Solo a un anno di distanza da Un Film dramatique, lei idealmente torna a Locarno con il suo nuovo progetto di film. Si è instaurato un legame particolare con il Festival?
Il mio legame con Locarno è ancora più vecchio: quando stavo girando il mio secondo film a Beirut nel 2013, Carlo Chatrian mi ha scritto per chiedermi come andavano le riprese. L'estate successiva, The Ugly One ha partecipato al Concorso Cineasti del presente. È stato molto commovente vivere la prima proiezione pubblica del film a La Sala.
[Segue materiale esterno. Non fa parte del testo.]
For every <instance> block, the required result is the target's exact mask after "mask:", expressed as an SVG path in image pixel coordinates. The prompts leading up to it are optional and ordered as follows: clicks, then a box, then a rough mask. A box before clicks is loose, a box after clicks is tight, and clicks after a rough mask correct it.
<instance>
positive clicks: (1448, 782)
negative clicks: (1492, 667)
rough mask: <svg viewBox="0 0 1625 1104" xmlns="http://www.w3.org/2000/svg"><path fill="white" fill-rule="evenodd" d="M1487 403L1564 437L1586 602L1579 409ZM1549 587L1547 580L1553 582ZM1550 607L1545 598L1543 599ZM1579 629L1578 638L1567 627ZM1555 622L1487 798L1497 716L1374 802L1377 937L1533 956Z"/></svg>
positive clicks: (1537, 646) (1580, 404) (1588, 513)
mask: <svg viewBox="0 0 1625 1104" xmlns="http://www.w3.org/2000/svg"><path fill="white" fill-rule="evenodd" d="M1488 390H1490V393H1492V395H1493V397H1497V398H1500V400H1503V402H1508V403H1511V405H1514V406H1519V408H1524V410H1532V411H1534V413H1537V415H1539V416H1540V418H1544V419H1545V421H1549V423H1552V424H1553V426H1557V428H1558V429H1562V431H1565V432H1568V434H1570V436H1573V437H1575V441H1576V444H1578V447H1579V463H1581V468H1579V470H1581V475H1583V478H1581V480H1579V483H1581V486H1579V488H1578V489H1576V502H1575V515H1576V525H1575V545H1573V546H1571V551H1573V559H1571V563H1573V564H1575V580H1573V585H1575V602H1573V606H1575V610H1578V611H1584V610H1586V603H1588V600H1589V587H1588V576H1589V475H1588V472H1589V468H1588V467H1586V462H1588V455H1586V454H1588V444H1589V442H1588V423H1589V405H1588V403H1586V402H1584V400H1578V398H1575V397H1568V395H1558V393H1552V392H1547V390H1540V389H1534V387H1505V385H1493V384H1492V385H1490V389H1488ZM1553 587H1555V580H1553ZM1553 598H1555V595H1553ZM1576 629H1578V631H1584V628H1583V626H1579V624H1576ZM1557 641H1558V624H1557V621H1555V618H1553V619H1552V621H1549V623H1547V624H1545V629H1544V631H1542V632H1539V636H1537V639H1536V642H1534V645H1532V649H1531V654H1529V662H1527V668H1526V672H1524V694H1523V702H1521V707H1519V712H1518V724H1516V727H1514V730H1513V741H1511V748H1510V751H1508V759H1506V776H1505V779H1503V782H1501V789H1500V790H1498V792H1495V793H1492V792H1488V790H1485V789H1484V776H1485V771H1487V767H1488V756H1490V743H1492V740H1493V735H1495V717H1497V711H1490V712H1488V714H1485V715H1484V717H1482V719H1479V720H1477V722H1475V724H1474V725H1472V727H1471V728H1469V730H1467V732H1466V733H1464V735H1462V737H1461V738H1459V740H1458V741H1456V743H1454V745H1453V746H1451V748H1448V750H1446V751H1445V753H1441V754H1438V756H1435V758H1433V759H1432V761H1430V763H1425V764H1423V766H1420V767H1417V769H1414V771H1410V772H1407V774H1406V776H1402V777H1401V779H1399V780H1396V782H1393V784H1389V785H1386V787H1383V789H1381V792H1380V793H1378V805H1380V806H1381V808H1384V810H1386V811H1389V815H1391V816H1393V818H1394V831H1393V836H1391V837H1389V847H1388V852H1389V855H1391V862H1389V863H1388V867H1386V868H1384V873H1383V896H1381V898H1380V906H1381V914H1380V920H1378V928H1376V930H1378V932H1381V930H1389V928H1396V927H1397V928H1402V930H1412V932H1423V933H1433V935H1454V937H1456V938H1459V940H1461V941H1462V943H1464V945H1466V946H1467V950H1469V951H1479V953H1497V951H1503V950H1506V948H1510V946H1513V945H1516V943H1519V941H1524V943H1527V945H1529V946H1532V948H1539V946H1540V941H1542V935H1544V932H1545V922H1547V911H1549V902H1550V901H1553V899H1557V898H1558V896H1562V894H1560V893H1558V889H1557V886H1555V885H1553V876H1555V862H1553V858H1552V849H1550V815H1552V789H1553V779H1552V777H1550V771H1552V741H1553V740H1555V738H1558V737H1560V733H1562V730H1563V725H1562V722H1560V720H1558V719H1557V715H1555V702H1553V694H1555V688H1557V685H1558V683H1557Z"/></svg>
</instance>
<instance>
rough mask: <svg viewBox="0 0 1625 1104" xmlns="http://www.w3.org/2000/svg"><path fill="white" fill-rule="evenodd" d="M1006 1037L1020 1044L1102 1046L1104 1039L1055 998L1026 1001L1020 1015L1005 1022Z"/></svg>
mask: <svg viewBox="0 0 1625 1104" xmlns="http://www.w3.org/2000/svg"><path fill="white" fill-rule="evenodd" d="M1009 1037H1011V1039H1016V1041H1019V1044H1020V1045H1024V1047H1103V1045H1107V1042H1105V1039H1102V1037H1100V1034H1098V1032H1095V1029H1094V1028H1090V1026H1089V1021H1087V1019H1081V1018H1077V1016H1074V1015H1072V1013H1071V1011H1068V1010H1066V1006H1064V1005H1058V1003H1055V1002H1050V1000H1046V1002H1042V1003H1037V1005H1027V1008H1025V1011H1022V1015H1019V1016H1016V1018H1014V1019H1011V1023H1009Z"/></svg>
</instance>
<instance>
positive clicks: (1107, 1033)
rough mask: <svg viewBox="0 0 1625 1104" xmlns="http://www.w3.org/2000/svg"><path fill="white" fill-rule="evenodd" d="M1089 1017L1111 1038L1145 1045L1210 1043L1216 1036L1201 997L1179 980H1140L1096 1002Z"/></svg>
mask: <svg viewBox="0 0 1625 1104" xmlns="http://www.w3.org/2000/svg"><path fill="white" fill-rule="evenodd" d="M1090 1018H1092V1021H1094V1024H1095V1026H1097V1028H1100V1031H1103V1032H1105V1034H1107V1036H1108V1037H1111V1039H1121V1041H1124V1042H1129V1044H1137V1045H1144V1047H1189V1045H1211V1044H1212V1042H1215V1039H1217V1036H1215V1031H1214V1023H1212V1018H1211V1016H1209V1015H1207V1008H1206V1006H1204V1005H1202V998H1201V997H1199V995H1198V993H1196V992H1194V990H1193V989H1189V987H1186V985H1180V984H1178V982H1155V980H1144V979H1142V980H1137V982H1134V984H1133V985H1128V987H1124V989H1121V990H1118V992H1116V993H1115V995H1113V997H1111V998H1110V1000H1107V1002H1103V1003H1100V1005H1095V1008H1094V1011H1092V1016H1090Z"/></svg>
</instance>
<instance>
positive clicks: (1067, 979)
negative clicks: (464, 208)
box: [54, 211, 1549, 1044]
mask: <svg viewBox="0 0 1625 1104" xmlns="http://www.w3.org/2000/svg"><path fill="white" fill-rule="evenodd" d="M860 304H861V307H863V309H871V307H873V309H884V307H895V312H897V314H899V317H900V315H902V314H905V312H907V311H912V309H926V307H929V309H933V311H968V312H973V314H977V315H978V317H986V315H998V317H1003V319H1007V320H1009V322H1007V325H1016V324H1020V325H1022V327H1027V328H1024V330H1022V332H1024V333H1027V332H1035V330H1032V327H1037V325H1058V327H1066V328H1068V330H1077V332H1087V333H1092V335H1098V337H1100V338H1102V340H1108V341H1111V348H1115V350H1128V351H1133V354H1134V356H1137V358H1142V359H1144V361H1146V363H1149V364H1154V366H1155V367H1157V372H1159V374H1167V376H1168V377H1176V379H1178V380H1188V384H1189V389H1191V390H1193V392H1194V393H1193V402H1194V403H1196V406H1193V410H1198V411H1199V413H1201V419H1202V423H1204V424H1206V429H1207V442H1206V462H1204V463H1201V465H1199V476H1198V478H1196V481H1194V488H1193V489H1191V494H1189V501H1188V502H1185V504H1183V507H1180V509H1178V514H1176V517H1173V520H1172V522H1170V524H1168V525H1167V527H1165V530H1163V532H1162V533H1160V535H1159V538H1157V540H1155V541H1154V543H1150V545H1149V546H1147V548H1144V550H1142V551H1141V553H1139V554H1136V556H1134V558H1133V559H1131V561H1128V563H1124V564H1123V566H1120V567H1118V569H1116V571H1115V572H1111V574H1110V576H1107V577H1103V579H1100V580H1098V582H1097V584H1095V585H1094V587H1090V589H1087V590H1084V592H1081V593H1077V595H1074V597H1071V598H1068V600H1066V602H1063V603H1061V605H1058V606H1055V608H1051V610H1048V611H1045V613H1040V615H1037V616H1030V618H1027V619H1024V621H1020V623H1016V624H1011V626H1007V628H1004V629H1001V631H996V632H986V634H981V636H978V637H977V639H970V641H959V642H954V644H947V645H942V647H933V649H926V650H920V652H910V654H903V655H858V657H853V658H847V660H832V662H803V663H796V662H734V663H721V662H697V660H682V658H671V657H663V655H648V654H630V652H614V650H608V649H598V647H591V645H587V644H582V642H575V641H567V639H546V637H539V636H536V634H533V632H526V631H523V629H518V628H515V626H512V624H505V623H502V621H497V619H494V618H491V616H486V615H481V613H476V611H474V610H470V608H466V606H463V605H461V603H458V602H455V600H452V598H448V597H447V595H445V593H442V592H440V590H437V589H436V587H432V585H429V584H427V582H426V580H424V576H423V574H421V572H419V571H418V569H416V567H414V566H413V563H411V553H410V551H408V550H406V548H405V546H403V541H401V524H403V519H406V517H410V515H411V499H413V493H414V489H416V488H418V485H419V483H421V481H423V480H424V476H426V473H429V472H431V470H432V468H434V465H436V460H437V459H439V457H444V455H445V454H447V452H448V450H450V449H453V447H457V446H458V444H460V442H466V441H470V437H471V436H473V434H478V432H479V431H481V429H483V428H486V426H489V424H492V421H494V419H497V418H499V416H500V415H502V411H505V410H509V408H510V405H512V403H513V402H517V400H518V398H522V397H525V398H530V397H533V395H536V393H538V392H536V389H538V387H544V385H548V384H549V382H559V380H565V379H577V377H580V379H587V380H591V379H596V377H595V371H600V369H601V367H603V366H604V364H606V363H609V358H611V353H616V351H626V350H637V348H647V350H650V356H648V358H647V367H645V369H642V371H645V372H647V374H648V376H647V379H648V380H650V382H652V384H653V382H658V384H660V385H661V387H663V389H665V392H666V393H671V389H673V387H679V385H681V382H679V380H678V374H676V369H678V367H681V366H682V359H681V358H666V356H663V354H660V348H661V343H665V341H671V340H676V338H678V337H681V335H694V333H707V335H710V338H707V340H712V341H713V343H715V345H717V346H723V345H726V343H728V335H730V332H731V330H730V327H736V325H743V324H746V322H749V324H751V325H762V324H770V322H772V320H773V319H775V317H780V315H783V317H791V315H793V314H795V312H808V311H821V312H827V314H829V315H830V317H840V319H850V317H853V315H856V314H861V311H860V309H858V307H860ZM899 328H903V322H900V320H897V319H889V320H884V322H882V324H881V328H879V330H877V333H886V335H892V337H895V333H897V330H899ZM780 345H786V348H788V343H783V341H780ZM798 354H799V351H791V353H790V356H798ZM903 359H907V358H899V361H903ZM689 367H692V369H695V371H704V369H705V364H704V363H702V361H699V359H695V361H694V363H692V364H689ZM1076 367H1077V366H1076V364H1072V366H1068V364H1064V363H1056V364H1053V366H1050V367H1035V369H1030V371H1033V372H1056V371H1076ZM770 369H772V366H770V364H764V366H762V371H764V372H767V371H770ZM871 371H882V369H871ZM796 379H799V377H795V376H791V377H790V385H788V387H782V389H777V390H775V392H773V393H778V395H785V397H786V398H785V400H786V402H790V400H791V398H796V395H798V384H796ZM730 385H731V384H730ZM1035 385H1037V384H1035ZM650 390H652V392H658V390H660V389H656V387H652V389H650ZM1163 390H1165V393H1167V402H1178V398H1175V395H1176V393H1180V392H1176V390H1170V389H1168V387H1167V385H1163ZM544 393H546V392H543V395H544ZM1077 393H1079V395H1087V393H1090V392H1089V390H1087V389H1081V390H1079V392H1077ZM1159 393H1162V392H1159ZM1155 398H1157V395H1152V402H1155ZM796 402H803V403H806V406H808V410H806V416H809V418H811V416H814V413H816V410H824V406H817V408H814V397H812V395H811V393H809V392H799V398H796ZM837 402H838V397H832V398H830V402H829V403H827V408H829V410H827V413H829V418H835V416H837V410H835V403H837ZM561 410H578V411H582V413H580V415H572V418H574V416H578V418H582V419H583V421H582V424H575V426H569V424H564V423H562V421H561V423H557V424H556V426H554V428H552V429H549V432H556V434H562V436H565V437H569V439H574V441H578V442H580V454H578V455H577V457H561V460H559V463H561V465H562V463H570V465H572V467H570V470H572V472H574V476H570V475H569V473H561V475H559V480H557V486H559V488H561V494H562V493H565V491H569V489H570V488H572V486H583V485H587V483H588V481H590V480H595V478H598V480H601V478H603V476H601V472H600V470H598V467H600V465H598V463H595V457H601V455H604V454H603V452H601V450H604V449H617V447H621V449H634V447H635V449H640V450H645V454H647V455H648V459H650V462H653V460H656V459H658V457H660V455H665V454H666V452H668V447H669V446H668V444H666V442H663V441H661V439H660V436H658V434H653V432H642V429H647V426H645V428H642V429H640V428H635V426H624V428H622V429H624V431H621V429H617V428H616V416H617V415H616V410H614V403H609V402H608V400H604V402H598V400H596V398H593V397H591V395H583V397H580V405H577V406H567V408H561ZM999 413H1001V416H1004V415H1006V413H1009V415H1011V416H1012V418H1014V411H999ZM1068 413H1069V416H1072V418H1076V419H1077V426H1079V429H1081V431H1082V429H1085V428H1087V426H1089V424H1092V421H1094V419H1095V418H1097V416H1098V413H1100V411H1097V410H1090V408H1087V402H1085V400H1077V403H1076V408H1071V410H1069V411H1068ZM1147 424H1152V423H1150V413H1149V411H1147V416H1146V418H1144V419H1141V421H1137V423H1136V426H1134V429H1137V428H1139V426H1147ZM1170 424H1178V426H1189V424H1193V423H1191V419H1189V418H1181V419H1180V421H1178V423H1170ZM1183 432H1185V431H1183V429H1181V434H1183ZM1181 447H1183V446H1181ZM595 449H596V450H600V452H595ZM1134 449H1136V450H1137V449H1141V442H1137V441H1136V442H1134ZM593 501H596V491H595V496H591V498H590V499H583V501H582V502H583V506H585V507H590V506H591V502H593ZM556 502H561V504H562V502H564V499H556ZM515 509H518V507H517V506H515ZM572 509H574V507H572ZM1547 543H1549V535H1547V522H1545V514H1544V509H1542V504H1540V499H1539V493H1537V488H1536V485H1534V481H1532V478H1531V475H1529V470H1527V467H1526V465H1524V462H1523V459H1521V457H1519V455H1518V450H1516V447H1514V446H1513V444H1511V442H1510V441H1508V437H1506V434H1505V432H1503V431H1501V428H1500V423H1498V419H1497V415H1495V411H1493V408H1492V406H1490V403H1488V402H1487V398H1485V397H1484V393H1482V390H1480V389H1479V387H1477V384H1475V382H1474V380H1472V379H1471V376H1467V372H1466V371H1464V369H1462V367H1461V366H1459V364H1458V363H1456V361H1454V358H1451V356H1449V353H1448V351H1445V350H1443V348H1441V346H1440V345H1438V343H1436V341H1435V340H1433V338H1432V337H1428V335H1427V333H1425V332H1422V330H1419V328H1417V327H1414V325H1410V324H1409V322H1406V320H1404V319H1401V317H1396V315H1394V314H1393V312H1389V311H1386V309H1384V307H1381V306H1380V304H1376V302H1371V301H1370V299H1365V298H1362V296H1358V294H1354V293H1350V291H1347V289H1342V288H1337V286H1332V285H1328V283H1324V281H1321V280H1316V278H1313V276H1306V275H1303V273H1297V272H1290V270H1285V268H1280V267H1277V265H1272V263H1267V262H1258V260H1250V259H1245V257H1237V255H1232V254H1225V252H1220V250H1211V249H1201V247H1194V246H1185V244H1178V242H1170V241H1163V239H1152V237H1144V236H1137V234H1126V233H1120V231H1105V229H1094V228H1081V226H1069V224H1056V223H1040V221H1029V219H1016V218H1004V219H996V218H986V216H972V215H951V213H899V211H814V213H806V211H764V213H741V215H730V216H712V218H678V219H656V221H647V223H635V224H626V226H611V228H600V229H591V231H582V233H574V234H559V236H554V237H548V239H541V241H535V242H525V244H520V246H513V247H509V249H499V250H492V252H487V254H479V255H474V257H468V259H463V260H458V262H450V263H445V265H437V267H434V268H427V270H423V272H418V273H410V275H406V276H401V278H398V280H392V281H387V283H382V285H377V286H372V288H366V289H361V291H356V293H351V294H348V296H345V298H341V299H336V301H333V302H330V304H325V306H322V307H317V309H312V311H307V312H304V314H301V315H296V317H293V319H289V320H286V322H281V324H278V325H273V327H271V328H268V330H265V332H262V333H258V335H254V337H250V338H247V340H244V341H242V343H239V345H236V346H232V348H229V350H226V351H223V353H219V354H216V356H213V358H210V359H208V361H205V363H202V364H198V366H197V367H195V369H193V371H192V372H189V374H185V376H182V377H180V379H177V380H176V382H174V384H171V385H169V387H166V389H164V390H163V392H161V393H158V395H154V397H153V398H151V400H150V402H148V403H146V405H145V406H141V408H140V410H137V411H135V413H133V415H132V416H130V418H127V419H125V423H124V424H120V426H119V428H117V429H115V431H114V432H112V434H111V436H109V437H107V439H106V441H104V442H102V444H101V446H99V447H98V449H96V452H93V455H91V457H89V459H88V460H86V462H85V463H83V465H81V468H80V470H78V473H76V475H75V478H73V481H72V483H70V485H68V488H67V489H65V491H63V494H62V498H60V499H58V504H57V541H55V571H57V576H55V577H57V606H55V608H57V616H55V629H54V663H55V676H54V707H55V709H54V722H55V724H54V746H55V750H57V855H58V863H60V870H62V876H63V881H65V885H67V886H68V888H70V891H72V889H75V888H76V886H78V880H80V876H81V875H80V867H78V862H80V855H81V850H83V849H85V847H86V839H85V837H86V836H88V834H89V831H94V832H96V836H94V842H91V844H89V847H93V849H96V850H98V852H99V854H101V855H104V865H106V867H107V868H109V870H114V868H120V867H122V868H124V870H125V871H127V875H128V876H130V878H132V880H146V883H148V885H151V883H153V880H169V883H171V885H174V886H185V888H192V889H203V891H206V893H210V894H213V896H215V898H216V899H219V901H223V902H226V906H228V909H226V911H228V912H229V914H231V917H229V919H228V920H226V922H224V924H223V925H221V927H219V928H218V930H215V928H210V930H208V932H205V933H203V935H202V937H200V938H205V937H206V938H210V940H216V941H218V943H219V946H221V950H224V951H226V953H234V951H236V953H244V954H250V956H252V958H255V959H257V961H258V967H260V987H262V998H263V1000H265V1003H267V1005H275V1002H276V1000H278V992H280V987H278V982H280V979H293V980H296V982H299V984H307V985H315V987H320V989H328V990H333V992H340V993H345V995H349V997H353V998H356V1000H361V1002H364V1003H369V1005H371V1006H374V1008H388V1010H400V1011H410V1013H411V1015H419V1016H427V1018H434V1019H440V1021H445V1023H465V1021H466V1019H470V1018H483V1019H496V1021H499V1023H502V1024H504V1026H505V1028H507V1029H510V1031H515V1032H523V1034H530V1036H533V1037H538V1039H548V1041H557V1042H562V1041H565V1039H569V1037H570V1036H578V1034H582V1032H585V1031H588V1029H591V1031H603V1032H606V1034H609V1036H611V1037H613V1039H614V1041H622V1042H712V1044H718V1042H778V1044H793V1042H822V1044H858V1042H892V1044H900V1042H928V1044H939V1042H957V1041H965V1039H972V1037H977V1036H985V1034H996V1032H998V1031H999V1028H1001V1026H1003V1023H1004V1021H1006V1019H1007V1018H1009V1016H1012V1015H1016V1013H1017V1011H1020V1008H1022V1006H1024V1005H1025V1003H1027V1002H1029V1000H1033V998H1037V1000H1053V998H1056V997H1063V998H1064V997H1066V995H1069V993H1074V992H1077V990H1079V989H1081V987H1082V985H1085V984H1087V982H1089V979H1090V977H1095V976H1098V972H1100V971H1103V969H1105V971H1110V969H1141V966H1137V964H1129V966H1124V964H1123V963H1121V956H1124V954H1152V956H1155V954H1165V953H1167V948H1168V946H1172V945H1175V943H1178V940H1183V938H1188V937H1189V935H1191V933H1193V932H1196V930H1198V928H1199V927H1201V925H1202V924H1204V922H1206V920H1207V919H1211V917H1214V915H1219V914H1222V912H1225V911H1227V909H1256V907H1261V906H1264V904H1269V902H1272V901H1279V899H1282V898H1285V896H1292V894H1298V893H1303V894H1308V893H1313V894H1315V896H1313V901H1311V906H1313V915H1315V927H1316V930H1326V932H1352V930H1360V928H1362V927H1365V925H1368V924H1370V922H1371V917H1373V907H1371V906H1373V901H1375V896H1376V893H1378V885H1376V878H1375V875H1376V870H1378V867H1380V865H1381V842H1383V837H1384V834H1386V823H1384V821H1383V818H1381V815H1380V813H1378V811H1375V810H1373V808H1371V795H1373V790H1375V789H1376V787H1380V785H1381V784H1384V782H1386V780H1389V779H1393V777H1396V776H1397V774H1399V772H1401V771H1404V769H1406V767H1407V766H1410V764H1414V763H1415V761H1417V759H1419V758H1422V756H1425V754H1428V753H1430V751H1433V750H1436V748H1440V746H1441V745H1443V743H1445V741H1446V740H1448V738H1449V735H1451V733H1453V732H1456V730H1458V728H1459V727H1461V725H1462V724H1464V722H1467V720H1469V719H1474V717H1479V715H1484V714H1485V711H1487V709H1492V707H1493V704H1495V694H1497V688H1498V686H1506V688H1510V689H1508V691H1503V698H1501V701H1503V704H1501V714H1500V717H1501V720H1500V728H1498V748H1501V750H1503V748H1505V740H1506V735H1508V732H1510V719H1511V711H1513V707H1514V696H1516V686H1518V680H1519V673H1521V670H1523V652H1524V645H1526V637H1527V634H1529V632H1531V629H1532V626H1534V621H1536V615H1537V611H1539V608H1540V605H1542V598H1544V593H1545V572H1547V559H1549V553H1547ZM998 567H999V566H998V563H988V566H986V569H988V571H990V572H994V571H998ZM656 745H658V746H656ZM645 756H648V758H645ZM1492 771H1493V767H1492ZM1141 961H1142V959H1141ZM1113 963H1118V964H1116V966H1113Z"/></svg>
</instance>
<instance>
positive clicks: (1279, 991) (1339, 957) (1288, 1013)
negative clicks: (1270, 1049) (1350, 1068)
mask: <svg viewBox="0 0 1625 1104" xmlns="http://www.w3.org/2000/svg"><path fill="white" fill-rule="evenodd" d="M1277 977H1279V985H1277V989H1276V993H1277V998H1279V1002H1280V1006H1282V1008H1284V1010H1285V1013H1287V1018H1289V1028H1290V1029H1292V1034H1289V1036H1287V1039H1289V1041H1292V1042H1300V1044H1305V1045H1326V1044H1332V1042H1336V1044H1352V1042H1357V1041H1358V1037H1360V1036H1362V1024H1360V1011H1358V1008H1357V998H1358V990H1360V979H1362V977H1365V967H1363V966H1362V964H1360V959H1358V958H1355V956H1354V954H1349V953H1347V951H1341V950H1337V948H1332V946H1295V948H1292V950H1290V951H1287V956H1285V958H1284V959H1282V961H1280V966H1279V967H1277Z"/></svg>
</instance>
E a proposito di questo progetto “A Flower in the Mouth” che è stato interrotto a causa del coronavirus, quasi per paradosso aveva proprio la malattia come centro metaforico del film?
Luigi Pirandello ha scritto la commedia da cui è tratto il film poco dopo l'influenza spagnola, nel 1923. L'ho scoperta negli anni '90 e all'epoca volevo farne un film sull'AIDS. Mi ci sono voluti 20 anni per iniziare e quando ho iniziato il progetto la pandemia di COVID-19 gli ha improvvisamente dato un altro significato. Ma ogni volta che la realtà si mette al passo con il testo di Pirandello, la sua profondità letteraria e filosofica gli permette di trascendere le notizie e le tragedie del giorno. Al di là della malattia e della morte, questo è un film sulla vita.

La sua filmografia è contrassegnata da un grande lavoro di sperimentazione e anche in questo caso c’è l’aspetto documentaristico che si unisce con un’opera di Pirandello. Come si trovano i punti di equilibrio?
Ho spesso mescolato materiali scenografici o sperimentali con le cosiddette immagini documentarie, o meglio, immagini di cose che accadono nella vita, e che filmo come le vedo. Quello che mi interessa è vedere come queste immagini possono essere rinforzate - andando nella stessa direzione o, al contrario, contraddicendosi a vicenda. Qui la fiction sarà molto letteraria, perché è adattata dal teatro. La costruzione di questo film è piuttosto concettuale nella fase di scrittura e istintiva al momento delle riprese. L'equilibrio e l'armonia tra l'idea e la sensazione sarà il grande lavoro del montaggio.

E sempre a proposito di questa capacità di far convergere in uno stesso spazio stimoli diversi, quanto è importante per il suo cinema anche la sua attività di artista?
Se riesco a trovare una forma più facile da realizzare, meno costosa, un oggetto semplice per rispondere alle mie domande su un argomento, allora non ho bisogno di fare un film. Avere un atelier probabilmente mi aiuta a non fare film che non siano assolutamente necessari per me.

È la domanda che facciamo a tutti: secondo lei come cambieranno il cinema e il fare cinema dopo l’esperienza della pandemia?
Mi auguro che continui ad essere esperito da una grande quantità di persone che condividono spazio, tempo e attenzione, insieme, al buio, davanti a uno schermo il più grande possibile.